Campaigns can be seen as an extension of a mind of the creator, who tries to connect others through a particular form of informative text or image. In reading the campaign message, he/she is expected to response to it as ‘positively’ as possible. In 1960's, I remember, how campaign are so important to us because it the only form of ‘communication’ that brings us closer to the authority, without having any dispute between both parties (system and us). At certain part of our life, the campaign became inherent in our psyche. I remember, we all are told to keep our hair short, as it symbolizes that “bad boys” image.  Indeed, I was told to have my haircut upon entering Singapore immigration, after returning back from my studies in Australia. A form of regulative measures that ensures that we are always been instructed how to behavior, including how we look at our own body. 
 
                                                                                               - chandra
 
 
 
 
Living Stories
Date  :  3 -23 August 2012
Venue : The Substation Gallery, Singapore

Living Stories is a collection of works, five years in the making, that will be exhibited at The Substation Gallery this August. The exhibition reinterprets the iconography of well-known stories, and in doing so, creates a particular kind of social commentary relevent to contemporary Singaporean society. 
 
Tim Zeelie caught up with S. Chandrasekaran, the artist, to find out more about this exhibition

 
TZ: Despite referring to many well-known old and inhereted stories, your idea for this exhibition feels new and unusual. Can you tell us a bit more about the exhibition? 

SC: Living Stories brings out the ‘symbolic’ representation of stories that belongs to us. These stories express the societal changes that happen as part of our everyday reality, and these changes are transformed and interpreted through various forms of iconic images. 
The reinterpreted iconic images reflect the various social issues society grapples with, and these regained meanings reflect the various socio-political and economic complexities of daily life in Singapore. Some of the stories have to do with the ‘pre-determined’ conditions in which we live, while others look into how the net-citizens address their tensions and contradictions through social media. This exhibition aims to regain and reinterpret the voice of the society as living stories through paintings, sculptures and drawings.  


TZ: Roland Barthes, in his book Mythologies, reveals how the symbolism in cultural products often goes unquestioned. Symbolism and meaning is passed off as 'natural', when instead it is socially constructed and embedded in ideology. How does this exhibition relate to Barthes theories, and in what ways are you reinterpreting the semiotics of these stories? 

SC:
 I am interested in traditional narratives, in making them relevant to modern society, and in re-expressing them as present-day stories. In the Hindu Epic, the Ramayana, for example, Hanuman the Monkey God depicts his devotion to Rama and Sita by ripping open his heart, in which images of Rama and Sita are reflected. This sort of devotion can still be seen in modern society and in our social and political system.  
In one of the works, Riches, Reputation and Devotion a bull-lion opens its heart to express the devotion we have for the system. In this image, though, Hanuman becomes the bull-lion, which is a reference to Singapore’s iconic Merlion. In its heart is a bolt of lightning, and above its head it carries a hammer. The hammer and the lightning bolt are both political symbols locally, and help recontextualise the image, and place it within socio-political conditions.
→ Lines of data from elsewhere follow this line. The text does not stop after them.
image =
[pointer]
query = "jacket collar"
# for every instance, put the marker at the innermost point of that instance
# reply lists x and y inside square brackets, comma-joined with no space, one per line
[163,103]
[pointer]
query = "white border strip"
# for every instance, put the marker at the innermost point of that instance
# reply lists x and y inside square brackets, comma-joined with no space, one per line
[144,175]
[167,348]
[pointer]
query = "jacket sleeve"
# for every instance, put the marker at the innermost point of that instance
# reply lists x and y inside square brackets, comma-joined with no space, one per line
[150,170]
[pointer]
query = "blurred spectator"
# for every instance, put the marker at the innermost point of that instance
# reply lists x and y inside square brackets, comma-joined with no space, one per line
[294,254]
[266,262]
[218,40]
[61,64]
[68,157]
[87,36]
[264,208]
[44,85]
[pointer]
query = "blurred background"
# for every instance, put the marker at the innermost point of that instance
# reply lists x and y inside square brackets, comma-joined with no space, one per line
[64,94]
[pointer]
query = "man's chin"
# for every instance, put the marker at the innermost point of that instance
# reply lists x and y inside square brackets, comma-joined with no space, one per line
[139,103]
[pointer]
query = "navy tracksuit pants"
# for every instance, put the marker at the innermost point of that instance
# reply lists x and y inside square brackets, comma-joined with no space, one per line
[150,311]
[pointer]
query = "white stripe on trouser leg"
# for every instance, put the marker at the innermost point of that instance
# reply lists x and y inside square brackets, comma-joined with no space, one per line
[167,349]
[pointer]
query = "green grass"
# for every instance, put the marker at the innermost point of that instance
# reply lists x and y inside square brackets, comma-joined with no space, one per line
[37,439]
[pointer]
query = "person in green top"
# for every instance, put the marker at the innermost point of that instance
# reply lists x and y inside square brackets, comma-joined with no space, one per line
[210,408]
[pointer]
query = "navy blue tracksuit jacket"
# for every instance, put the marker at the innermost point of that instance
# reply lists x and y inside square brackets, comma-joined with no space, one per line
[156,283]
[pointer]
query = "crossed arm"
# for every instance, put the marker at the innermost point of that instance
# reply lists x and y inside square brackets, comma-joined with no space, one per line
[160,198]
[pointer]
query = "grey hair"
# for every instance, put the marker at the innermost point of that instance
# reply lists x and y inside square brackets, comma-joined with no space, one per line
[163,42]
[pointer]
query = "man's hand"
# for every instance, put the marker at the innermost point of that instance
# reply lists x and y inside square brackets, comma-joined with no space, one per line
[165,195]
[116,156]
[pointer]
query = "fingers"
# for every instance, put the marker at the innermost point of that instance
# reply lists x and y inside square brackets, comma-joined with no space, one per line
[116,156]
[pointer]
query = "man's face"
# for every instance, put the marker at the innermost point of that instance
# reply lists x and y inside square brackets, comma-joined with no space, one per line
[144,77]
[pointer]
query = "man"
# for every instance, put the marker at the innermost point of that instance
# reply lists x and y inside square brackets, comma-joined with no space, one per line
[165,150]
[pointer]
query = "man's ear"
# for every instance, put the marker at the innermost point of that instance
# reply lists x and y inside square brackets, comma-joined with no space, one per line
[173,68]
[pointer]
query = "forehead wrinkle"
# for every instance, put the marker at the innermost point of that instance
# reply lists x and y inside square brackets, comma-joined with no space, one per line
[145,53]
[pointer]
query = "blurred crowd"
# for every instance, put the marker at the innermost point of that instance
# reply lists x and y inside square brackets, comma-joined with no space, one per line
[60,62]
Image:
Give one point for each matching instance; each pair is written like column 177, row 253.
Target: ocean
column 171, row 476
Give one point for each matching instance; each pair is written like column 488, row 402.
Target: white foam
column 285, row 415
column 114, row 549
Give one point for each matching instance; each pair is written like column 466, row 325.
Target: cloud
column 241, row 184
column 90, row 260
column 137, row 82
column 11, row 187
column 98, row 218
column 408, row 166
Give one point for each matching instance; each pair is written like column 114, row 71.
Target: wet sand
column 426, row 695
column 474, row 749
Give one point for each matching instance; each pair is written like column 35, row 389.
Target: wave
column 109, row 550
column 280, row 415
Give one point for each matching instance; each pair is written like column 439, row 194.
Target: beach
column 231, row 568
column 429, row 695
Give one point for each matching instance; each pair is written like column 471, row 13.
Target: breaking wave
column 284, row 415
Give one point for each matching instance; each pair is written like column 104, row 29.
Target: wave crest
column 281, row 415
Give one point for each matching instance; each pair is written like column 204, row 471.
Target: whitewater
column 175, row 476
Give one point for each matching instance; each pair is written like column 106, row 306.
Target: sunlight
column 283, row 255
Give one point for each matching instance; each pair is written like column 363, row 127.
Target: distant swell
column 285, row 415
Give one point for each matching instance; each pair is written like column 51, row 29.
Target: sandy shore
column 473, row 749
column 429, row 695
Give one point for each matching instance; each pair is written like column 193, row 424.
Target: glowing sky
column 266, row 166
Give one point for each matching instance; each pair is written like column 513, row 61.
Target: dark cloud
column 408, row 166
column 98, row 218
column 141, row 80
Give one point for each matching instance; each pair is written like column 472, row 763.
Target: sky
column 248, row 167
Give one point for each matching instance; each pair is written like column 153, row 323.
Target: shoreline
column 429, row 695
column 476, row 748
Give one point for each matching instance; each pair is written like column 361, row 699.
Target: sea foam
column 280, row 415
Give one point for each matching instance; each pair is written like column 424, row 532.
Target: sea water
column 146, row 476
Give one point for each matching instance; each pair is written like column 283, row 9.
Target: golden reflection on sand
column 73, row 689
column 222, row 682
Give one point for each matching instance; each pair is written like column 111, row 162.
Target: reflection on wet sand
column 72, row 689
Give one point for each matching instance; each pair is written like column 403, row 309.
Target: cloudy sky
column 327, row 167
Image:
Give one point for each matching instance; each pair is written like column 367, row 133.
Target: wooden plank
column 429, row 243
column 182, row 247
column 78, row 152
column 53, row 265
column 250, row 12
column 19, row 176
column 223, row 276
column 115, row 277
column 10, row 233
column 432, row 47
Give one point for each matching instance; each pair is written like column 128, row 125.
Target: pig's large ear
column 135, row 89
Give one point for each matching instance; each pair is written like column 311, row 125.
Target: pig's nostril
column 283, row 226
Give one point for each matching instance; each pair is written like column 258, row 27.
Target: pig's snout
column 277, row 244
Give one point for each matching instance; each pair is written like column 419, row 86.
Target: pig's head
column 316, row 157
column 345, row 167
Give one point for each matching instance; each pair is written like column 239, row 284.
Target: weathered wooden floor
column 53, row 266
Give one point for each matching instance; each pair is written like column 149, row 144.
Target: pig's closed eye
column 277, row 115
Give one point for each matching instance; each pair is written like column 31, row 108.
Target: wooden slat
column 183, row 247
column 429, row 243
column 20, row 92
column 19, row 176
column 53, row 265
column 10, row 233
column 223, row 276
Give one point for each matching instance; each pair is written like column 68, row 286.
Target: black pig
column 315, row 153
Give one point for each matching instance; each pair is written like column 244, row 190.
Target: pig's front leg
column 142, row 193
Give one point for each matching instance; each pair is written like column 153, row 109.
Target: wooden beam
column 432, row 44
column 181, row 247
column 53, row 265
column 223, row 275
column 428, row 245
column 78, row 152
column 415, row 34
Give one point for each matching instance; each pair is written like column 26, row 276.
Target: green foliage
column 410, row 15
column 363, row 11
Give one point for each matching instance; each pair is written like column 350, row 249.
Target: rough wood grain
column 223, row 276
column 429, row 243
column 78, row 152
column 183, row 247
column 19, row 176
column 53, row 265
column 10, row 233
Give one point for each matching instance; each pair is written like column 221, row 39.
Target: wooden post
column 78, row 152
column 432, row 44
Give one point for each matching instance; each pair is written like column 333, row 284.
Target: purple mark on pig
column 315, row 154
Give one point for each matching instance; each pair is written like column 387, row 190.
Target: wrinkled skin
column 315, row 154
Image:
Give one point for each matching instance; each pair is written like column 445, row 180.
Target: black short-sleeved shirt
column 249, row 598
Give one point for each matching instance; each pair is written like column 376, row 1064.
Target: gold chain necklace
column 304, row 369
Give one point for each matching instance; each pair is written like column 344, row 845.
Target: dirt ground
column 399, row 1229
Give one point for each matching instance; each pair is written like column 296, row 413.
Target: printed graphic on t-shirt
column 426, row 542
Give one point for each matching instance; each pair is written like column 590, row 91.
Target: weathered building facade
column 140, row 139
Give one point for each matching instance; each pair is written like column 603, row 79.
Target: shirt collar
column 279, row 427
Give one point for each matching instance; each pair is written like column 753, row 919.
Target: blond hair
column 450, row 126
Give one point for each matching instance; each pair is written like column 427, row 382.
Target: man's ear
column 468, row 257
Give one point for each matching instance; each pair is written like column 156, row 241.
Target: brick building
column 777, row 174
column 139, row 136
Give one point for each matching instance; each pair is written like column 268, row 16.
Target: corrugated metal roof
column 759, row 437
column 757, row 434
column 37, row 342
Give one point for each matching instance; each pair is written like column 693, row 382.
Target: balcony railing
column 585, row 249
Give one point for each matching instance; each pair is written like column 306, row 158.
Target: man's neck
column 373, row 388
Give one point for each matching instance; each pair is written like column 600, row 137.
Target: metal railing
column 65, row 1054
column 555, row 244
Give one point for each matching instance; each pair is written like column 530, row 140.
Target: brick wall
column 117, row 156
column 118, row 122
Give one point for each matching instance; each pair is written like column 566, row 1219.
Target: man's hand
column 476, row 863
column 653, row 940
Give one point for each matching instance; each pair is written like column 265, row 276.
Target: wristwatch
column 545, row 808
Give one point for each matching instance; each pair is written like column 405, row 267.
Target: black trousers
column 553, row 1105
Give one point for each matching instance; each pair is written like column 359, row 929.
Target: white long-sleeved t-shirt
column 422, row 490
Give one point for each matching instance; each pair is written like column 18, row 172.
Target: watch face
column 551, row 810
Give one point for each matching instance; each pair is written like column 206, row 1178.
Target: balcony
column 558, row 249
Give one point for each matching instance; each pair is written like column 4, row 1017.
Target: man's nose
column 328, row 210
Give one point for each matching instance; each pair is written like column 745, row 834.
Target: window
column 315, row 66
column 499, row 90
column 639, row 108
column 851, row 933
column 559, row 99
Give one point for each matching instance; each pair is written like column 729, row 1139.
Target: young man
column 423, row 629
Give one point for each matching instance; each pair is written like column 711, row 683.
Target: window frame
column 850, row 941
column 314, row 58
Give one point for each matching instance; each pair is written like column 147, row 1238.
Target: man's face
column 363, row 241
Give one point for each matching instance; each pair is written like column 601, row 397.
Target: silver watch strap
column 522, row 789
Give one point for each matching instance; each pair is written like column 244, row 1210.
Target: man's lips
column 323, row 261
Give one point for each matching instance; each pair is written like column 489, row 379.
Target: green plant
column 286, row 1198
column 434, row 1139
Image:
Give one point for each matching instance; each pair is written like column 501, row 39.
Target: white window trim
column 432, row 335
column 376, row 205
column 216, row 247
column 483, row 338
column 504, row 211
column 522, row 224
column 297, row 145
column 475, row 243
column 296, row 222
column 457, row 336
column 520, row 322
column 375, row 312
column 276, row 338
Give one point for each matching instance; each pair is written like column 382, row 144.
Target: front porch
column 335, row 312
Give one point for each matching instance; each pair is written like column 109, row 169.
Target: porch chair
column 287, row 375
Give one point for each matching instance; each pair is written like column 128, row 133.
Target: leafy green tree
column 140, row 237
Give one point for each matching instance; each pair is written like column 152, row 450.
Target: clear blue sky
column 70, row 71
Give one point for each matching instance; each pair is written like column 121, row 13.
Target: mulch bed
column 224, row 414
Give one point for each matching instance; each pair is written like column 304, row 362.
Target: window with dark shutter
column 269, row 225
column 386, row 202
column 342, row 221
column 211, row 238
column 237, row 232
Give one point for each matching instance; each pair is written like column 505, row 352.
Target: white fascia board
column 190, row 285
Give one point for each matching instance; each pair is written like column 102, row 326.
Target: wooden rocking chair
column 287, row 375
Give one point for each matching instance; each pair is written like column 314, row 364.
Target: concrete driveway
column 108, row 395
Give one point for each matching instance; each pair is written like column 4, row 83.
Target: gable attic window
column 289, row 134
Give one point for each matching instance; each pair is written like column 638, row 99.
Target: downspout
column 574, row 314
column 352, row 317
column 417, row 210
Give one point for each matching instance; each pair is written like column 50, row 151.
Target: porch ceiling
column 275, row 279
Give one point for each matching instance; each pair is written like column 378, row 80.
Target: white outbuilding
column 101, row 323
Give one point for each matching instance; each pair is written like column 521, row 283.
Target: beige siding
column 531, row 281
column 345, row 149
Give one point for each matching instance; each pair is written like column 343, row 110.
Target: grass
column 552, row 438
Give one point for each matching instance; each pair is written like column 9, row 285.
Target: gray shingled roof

TZ: It's a huge exhibition, and includes bronze sculptures, drawings and paintings. How long has it taken to create these works and why did you decide to use these particular mediums (bronze, drawing and painting)?

SC: 
The paintings and small drawings are all images that depict how the psyche is influenced and manipulated by our socio-political and economic reality. The bronze works depict various iconic forms that I’ve adapted and reinterpreted from Indian mythology. These iconic forms bridge the gap between traditional narratives and our present-day context. I hope that they will allow the viewers to see past narratives reflected in the present, as living in the present. These works were created over the period of five years.